Les armées traversent aujourd’hui une mutation profonde, à l’image de celle que connaît l’ensemble de la société. Si elles s’interrogent parfois sur la transformation qu’elles vivent et sur son aboutissement, elles connaissent aussi leur force puisée à leur enracinement dans le pays.

Elles savent la confiance que nos concitoyens leur portent, à cause de leur courage, de leur solidité morale, de leur capacité constante à répondre aux épreuves que la volonté politique du pays peut leur imposer.

Symbole, premier et ultime à la fois, de la cohésion nationale, à travers la défense du pays, l’armée a toute sa place dans l’action pour préserver les valeurs de la République tout en s’adaptant à l’évolution du monde comme de la société. La professionnalisation de l’armée, loin d’aboutir à la séparation des mondes civil et militaire, doit accompagner et illustrer cette évolution. Nous devons à la fois faire vivre chez nos concitoyens, et en particulier dans la jeunesse, l’esprit de défense et favoriser une armée ouverte au monde qui l’entoure, affirmant avec enthousiasme sa place active dans le pays et dans la société, parfaite illustration des valeurs d’égalité, de liberté et de fraternité qui forment la devise de la République.

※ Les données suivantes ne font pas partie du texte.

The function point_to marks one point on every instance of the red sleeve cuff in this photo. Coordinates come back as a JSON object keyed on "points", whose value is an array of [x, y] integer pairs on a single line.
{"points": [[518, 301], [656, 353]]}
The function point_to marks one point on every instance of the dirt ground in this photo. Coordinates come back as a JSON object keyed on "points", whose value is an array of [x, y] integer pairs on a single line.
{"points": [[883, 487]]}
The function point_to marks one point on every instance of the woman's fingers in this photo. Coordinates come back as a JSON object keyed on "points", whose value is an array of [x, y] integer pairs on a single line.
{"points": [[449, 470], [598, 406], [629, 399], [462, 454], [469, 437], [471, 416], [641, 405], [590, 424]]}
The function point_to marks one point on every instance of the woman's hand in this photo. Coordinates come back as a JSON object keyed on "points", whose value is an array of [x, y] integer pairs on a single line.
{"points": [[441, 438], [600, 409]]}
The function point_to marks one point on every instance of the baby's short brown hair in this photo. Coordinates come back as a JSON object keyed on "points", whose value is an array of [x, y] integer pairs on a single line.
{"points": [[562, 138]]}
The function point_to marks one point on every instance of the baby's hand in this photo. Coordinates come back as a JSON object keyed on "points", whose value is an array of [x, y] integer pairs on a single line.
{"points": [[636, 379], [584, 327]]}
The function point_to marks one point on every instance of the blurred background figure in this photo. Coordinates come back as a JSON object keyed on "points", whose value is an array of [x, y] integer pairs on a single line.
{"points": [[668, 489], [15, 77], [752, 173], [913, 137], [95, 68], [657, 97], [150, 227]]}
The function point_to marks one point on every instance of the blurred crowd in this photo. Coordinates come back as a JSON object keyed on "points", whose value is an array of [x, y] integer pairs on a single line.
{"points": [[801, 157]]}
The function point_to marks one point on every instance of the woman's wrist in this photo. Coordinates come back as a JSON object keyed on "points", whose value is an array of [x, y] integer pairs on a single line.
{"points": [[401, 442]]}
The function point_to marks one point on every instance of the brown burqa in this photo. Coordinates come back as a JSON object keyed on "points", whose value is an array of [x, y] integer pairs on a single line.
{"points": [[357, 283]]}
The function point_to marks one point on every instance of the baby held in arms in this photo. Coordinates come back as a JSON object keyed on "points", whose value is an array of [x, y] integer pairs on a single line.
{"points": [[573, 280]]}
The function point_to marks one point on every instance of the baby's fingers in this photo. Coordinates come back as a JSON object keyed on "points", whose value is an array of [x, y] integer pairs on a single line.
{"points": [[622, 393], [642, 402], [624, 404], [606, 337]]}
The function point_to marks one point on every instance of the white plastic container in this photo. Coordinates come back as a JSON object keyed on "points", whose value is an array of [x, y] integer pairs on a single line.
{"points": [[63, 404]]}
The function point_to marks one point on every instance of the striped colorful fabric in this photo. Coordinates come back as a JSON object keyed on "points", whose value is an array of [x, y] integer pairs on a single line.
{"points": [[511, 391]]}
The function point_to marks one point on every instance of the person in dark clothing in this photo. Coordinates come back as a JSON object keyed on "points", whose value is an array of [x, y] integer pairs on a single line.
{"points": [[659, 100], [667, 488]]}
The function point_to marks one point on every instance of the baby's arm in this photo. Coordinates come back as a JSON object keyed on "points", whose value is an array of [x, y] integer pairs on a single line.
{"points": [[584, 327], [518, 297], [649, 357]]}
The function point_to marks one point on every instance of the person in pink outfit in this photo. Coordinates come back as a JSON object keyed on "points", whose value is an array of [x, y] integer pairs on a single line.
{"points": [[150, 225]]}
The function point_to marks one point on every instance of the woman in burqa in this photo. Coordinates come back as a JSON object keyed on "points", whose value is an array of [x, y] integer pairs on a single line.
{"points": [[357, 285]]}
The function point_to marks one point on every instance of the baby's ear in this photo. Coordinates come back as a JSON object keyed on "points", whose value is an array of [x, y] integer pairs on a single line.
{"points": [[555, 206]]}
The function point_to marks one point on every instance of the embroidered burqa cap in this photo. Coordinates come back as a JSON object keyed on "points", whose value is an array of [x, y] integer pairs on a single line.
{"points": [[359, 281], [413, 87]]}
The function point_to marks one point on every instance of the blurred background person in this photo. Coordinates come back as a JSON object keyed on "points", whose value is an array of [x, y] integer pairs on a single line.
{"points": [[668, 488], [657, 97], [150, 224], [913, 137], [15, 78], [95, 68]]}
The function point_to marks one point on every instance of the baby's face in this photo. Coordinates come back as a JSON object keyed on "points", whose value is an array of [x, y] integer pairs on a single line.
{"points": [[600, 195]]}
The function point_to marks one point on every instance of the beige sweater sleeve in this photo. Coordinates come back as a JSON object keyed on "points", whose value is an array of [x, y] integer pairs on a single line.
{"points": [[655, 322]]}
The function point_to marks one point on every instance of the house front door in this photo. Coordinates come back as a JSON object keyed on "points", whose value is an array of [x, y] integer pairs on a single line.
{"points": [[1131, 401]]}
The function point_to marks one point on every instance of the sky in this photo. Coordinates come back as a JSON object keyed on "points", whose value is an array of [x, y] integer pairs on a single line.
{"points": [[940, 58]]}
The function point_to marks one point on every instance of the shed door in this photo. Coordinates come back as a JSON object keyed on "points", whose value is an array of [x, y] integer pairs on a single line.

Sachant que toute commémoration, organisée dans les institutions, porte un message et une ouverture d’avenir devant le temps présent, je suis heureux que ce centenaire nous ait donné l’occasion d’évoquer ici même, à la veille d’un autre siècle et dans une Ecole, lieu de réflexion, de formation et de préparation du futur, ces principes qui donnent du sens aux évolutions que nous voulons conduire ensemble.

La plaque que je vais, au nom du gouvernement, dévoiler dans quelques instants prendra bientôt sa place définitive dans le renouveau architectural de cette cour Desjardins qui vit, parmi d’autres événements marquants, la réhabilitation d’Alfred Dreyfus. Elle est tout à la fois un hommage au combat pour la vérité et le témoignage d’une nation unie autour de ses valeurs fondamentales.